Apollo3zehn / PureHDF

A pure .NET library that makes reading and writing of HDF5 files (groups, datasets, attributes, ...) very easy.
MIT License
47 stars 16 forks source link

How to write datatable to dataset ? #58

Closed chuongmep closed 5 months ago

chuongmep commented 5 months ago

Hi @Apollo3zehn ,

Thank you for your effort, this open source is awsome, Can I know if it posible allow write Datatable to dataset ?

some thing like this :

 [Test]
    public void TestSaveHdf()
    {
        DataTable data = new DataTable();
        data.Columns.Add("Name", typeof(string));
        data.Columns.Add("Age", typeof(int));
        data.Columns.Add("Location", typeof(string));
        data.Rows.Add("John", 30, "New York");
        var file = new H5File()
        {
            ["Walls"] = new H5Group()
            {
                ["metadata"] = data,
                ["string-dataset"] = new string[] { "One", "Two", "Three" },
            }
        };
        file.Write("test.h5");
    }
Apollo3zehn commented 5 months ago

PureHDF accepts arbitrary types and then serializes the properties and/or fields of that type to the file. I never worked with the DataTable type but it is a good idea to add support for it (in future). Support means to serialize the actual table content and not just the properties of that type. There seems to be a circular reference which causes a stack overflow.
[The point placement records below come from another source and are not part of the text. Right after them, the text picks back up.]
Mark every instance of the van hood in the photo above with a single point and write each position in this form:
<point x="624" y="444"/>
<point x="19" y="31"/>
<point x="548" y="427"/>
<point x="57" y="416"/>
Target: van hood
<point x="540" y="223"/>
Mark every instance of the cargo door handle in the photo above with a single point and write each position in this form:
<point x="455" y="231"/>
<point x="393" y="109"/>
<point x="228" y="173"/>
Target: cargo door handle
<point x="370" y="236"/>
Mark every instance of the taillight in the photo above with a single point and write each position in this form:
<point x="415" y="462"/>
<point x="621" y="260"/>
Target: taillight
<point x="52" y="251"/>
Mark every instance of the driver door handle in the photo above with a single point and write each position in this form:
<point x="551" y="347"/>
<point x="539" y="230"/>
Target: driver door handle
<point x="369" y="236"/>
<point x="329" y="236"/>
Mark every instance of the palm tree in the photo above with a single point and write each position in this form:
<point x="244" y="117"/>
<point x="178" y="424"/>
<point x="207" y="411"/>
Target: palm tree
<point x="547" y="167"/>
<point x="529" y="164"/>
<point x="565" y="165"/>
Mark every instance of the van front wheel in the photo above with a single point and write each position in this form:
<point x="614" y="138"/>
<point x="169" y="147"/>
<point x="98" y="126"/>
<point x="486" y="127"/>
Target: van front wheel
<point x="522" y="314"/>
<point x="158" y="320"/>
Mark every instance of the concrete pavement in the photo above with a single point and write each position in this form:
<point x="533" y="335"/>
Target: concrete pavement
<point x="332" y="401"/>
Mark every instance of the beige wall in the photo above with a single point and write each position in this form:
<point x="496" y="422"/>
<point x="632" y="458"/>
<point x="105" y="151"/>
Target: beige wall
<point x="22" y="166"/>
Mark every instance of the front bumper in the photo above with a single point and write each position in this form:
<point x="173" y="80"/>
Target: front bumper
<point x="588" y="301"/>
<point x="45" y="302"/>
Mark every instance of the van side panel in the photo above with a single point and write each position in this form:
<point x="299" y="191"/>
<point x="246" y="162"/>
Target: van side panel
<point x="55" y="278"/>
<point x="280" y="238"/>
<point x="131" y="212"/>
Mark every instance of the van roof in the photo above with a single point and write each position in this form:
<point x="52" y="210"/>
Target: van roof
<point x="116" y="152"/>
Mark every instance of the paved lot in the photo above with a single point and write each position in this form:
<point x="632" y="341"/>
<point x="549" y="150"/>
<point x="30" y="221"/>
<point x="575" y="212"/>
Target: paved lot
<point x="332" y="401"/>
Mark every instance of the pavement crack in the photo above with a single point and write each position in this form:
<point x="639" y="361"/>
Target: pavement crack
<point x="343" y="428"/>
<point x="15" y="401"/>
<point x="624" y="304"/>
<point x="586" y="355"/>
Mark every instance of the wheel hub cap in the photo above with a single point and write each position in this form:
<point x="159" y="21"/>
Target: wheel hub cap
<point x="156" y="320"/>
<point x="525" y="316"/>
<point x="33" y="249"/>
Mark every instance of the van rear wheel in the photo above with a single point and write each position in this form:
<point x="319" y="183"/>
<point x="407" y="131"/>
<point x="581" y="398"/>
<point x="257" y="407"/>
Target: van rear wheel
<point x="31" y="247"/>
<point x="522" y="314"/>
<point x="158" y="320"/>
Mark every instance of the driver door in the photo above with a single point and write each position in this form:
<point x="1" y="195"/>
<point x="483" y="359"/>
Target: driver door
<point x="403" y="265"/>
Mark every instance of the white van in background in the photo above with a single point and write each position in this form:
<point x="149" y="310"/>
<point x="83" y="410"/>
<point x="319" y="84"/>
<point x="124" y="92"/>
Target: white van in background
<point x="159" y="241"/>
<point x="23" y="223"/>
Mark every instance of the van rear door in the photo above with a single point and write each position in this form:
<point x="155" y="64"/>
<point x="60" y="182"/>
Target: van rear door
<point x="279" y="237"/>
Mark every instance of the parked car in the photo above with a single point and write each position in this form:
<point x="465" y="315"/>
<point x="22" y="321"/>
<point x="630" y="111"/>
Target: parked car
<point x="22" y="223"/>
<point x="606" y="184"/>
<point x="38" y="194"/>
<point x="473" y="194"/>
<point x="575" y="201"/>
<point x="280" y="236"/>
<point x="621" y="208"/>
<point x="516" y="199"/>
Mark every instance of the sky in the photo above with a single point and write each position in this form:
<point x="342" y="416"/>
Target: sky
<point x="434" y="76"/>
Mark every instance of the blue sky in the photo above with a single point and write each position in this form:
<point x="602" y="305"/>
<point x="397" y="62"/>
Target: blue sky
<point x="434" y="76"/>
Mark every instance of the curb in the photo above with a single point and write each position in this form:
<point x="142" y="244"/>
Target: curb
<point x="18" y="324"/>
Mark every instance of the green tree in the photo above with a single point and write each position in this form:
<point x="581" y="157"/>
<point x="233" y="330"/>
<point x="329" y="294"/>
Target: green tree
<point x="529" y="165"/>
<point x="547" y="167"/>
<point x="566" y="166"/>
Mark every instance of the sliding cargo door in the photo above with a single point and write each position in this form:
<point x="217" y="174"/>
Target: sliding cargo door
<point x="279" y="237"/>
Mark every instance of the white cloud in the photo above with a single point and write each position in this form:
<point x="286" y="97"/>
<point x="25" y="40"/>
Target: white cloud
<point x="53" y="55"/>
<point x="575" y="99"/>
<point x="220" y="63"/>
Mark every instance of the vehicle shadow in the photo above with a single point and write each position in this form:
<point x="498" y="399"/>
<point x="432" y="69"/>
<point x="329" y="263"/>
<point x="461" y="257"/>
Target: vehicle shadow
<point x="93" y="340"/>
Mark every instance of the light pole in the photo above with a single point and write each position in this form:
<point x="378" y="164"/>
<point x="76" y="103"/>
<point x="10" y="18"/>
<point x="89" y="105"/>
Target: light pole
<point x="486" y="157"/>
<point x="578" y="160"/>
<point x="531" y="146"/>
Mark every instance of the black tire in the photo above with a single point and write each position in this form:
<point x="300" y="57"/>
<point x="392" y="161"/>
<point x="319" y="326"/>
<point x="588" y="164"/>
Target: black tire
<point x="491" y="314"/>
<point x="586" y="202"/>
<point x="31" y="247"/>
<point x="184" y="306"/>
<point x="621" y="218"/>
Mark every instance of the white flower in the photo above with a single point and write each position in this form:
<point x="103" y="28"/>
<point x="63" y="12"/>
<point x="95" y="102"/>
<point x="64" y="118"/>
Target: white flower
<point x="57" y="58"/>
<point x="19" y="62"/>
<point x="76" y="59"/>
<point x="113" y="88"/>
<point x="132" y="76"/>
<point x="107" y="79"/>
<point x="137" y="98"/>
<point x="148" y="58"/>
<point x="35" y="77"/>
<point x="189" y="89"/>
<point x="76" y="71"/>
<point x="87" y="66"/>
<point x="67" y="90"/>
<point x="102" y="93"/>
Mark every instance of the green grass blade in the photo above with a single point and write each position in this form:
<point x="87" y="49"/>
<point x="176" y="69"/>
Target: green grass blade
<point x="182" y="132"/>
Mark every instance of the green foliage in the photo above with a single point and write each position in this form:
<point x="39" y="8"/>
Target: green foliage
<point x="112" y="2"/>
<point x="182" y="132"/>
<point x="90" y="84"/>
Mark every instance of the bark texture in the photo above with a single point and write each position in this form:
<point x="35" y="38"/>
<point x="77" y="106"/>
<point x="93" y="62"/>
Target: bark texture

As a workaround you could do it like this:

using PureHDF;

var metadata = new Row[]
{
    new Row("John", 30, "New York"),
    new Row("Maria", 28, "Colorado")
};

var file = new H5File()
{
    ["Walls"] = new H5Group()
    {
        ["metadata"] = metadata,
        ["string-dataset"] = new string[] { "One", "Two", "Three" },
    }
};
file.Write("/home/vincent/Downloads/abc/test.h5");

record Row(string Name, int Age, string Location);

grafik

chuongmep commented 5 months ago

@Apollo3zehn , can I know the library you are using to build row ?

Apollo3zehn commented 5 months ago

It is a simple record definition (C# 9 and C#10 feature):

record struct Row(string Name, int Age, string Location);

If you are stuck on an older C# version, you can alternatively define a struct:

struct Row
{
    public string Name;
    public int Age;
    public string Location;
}

Or you define a class with properties but performance is best with struct or record struct.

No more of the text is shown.